The Optum claims database has a large population with long-term follow-up and breadth of coverage; however, caution is required in interpreting these results because of the nature of retrospective studies. Generalizability of this study may be limited to the populations represented. The lack of randomization may have introduced bias, although confounding factors should have been mitigated by using PSM. Additionally, electronic medical records data are not designed specifically for research purposes, so some data may have been missing, erroneous, or misclassified (22). In the current analyses, baseline A1C values were available for a limited number of participants, and this imbalance likely drove the greater reduction in A1C from baseline observed in the group who switched to first-generation BIs. Persistence with and adherence to therapy can be estimated only from claims data owing to the lack of individualized dosing information. It was also not possible to determine why participants switched to first-generation BIs from Gla-300. Furthermore, it was not possible to determine how individualized A1C targets may have affected glycemic outcomes or whether medication was taken or titrated to the maximum effective dose. Additionally, the database is current only to 2019, and treatment patterns may have since changed.

Compared with those who switched to a first-generation BI, those who continued with Gla-300 had a lower risk of discontinuing therapy; fewer all-cause, diabetes-related, and hypoglycemia-related ED visits; and fewer hypoglycemia events. The lower rates of hypoglycemia observed in the Gla-300 group could potentially have driven the lower rates of ED visits observed in this study, translating into better persistence observed with Gla-300 versus first-generation BIs. These results suggest that improving coverage for and access to second-generation BIs may be beneficial for people with type 2 diabetes who need insulin therapy to control their diabetes.

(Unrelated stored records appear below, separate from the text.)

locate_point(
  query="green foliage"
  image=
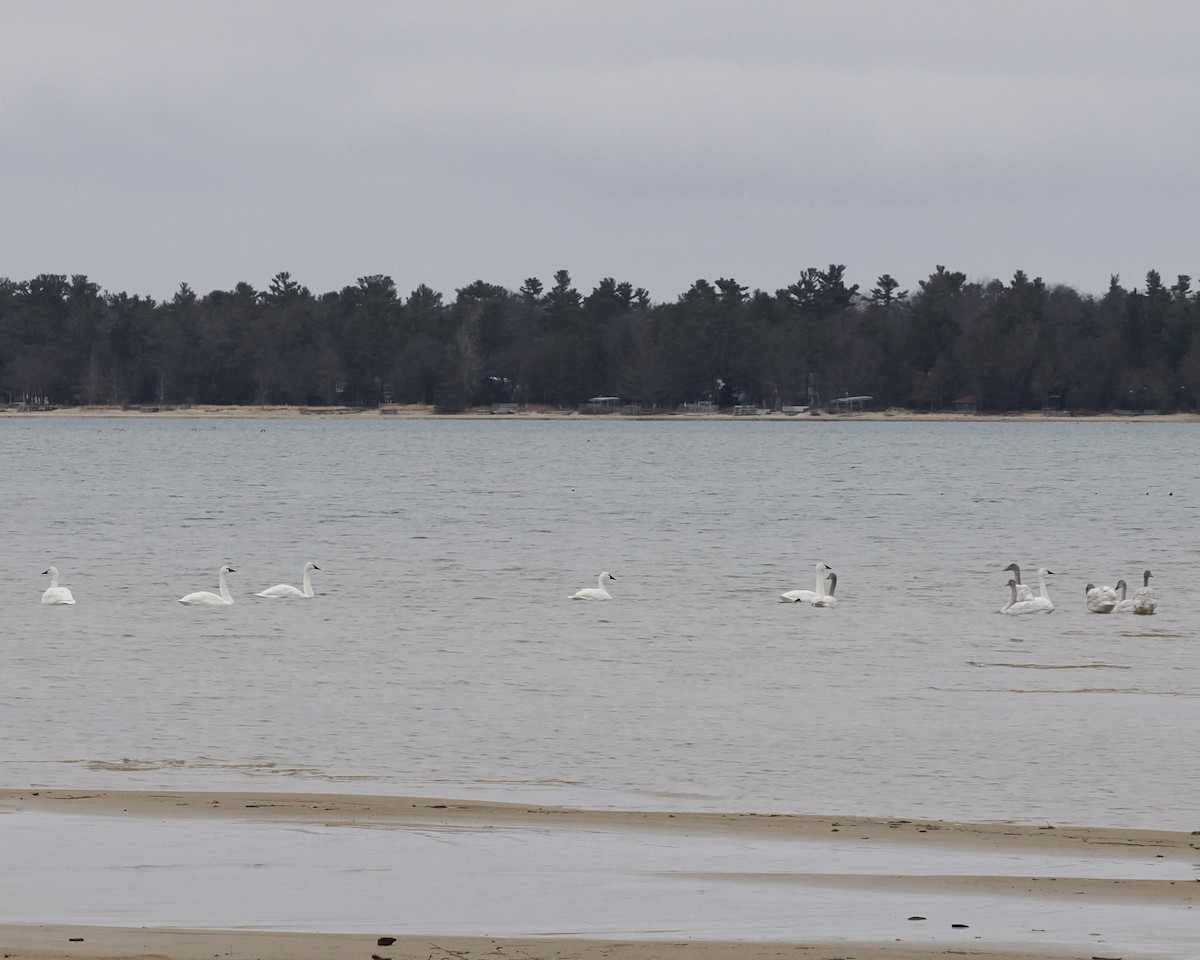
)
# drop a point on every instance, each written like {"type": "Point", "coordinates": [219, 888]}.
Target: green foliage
{"type": "Point", "coordinates": [1012, 346]}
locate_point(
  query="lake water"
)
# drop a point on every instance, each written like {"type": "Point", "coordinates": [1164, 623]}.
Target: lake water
{"type": "Point", "coordinates": [443, 658]}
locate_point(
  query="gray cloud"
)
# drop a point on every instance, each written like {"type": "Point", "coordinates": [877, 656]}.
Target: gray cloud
{"type": "Point", "coordinates": [150, 143]}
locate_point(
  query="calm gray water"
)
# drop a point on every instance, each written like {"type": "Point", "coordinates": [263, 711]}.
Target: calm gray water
{"type": "Point", "coordinates": [442, 655]}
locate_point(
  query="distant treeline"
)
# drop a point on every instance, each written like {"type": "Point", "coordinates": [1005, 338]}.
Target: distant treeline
{"type": "Point", "coordinates": [1009, 346]}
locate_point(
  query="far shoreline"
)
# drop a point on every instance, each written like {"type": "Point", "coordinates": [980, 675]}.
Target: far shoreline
{"type": "Point", "coordinates": [424, 412]}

This study was funded by Sanofi US. Medical writing support was provided by Barrie Anthony, PhD, CMPP, of Evidence Scientific Solutions and funded by Sanofi US.

S.E. has served on advisory boards and speakers’ bureaus for AstraZeneca, MannKind, and Xeris and on an advisory board for BrightSight and is a board member for Senseonics and TeamType1. J.Go. serves on speakers’ bureaus for Abbott Diabetes, Amarin, Lilly, Novo Nordisk, and Xeris. D.C.M. is or has been a consultant to Avidity, Novartis, Pharmacyclics, Sarepta, and Seres. R.P. and J.Gi. are employees of and stockholders in Sanofi. K.M. and X.L. are employees of Sanofi. S.G. has been a speaker for Sanofi. No other potential conflicts of interest relevant to this article were reported.

R.P., K.M., and X.L. contributed to the study design and acquisition and analyses of data. All authors were involved in the interpretation of the data and in drafting and revising the manuscript for important intellectual content, and all approved the publication for submission and agreed to be accountable for all aspects of the work in ensuring that questions related to the accuracy or integrity of any part of the work are appropriately investigated and resolved. S.E. is the guarantor of this work and, as such, had full access to all the data in the study and takes responsibility for the integrity of the data and the accuracy of the data analysis.

Portions of the data in this article were presented at the American Diabetes Association’s 82nd Scientific Sessions in New Orleans, LA, 3–7 June 2022.